When emotional regulation and self-awareness are absent, people often enter relationships to compensate for a lack of internal esteem or to heal vicariously through the other. This process is rarely conscious—yet it often results in disappointment, control dynamics, or a cycle of emotional overdependence.
Section 4: Conscious Love and Emotional Intimacy
True love, in contrast, arises when both partners are self-aware, emotionally grounded, and willing to take responsibility for their own wounds. These relationships don’t complete us—they support us in completing ourselves.
They allow for:
Vulnerability without fear of abandonment
Support without enmeshment
Boundaries without shame
As I’ve come to understand, healthy relationships are built not from neediness, but from two whole people choosing to walk together. This is where emotional intimacy—not just emotional merging—becomes possible.

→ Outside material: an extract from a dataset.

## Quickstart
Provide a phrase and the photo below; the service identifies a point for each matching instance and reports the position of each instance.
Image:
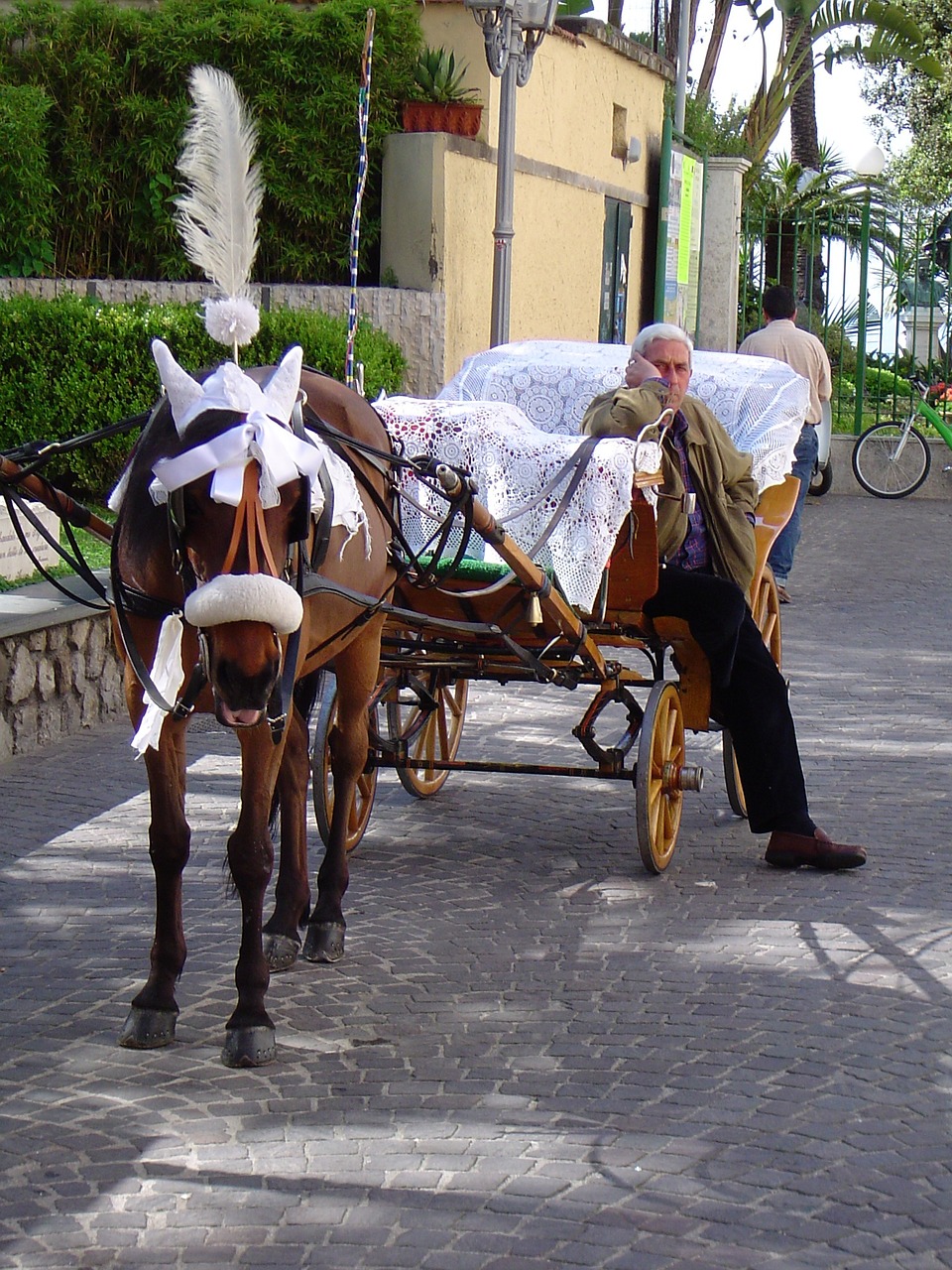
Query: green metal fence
(874, 282)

Conclusion: Rewriting the Pyramid
If we reorder Maslow’s hierarchy to reflect these insights, it might look like this:
Physiological needs
Safety needs
Self-esteem, self-love, self-acceptance
Love and belongingness
Cognitive needs
Aesthetic needs
Self-actualisation
This is not merely a structural shift. It’s a call to inner work—to prioritise healing, integration, and emotional literacy as foundations for connection. We cannot truly love another until we have learned to be at peace with ourselves.
References
Bradshaw, J. (1992). Creating love: The next great stage of growth. Bantam Books.
Goleman, D. (1996). Emotional intelligence: Why it can matter more than IQ. Bloomsbury.
Lipton, B. H. (2015). The biology of belief: Unleashing the power of consciousness, matter & miracles (10th anniversary ed.). Hay House.